Lawmakers at the hearing tried to strike political points during the debate. Republicans declared the system to be costly, and were against limiting choice for Americans, in a healthcare plan which would lengthen the waits for care. On the other side, Democrats reiterated the need to offer access to healthcare to the estimated 30 million people who are now uninsured, and focused on the ability for a government-run plan to lower administrative costs and be able to conclude better deals with providers.
House Democratic leaders have not yet embraced Medicare for All, but Budget Committee Chairman John Yarmuth, a Kentucky Democrat, feels things are going along in the right direction. “It is incumbent upon us to begin to work through the opportunities and tradeoffs involved in a single-payer system, as well as other ways to achieve universal coverage, many of which have been proposed by members of this committee,” he said. “I strongly believe it’s not a matter of if we will have universal coverage, but when. The CBO report and this hearing are designed to advance that timeline.”
The voters will have the last word on the matter in next year’s elections
Yarmuth’s optimism might be based on solid grounds. Partisan disagreements about Medicare for All could make things difficult; both parties want a good outcome in the 2020 elections. Lawmakers are afraid of the voters’ verdict next year if they cannot cut drug prices, as promised. Since President Donald Trump himself promised results which have not yet become true, he also is now politically exposed.
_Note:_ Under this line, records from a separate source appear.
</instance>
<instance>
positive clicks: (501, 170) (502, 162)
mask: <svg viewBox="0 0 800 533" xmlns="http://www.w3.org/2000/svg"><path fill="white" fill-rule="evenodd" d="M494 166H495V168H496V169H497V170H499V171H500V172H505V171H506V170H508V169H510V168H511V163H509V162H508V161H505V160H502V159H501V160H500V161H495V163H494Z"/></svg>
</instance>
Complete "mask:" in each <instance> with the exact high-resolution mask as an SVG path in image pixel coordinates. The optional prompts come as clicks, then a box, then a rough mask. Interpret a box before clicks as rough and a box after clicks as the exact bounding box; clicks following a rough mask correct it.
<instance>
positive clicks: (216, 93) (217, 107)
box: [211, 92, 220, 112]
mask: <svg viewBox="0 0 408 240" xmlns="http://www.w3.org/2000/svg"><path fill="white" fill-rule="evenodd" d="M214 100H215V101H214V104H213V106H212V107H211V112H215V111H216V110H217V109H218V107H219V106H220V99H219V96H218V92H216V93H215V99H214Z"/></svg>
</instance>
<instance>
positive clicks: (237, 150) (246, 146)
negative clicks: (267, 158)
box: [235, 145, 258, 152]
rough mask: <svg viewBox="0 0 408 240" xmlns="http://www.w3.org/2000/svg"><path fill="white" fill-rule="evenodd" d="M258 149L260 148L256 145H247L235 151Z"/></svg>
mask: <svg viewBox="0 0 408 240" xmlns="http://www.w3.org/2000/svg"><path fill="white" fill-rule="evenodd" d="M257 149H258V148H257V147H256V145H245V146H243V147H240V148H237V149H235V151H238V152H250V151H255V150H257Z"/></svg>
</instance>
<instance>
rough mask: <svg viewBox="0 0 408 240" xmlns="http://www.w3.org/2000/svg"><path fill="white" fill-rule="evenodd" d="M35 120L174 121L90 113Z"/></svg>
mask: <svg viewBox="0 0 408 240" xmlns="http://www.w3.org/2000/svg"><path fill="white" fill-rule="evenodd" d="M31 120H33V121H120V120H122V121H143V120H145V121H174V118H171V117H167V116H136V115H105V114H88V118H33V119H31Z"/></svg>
July 7th, he promised an executive order that would allow the U.S. government to pay lower prices for prescription drugs thus making sure, according to him, that the U.S. would not pay more than the lowest price charged to other nations or companies.
While different parts of proposed legislation are currently in a half-dozen committees, both in the Senate and the House, all at various stages, the power to decide what will pass seems to lay with the Senate, since Republicans and Democrats have to work together to avoid gridlock on the Senate floor that could sidetrack passing any legislation.
It remains to be seen, however, whether the solution politicians choose will be revolutionary, or more on the cautious side. “The public demand for action is high on both sides of the aisle and I’m sure these guys are feeling it,” said John Rother of the National Coalition on Health Care, an umbrella group that represents a cross section of business and consumer organizations. “They have to do something, and the question is, is that something is going to be meaningful, or is it going to be window-dressing?”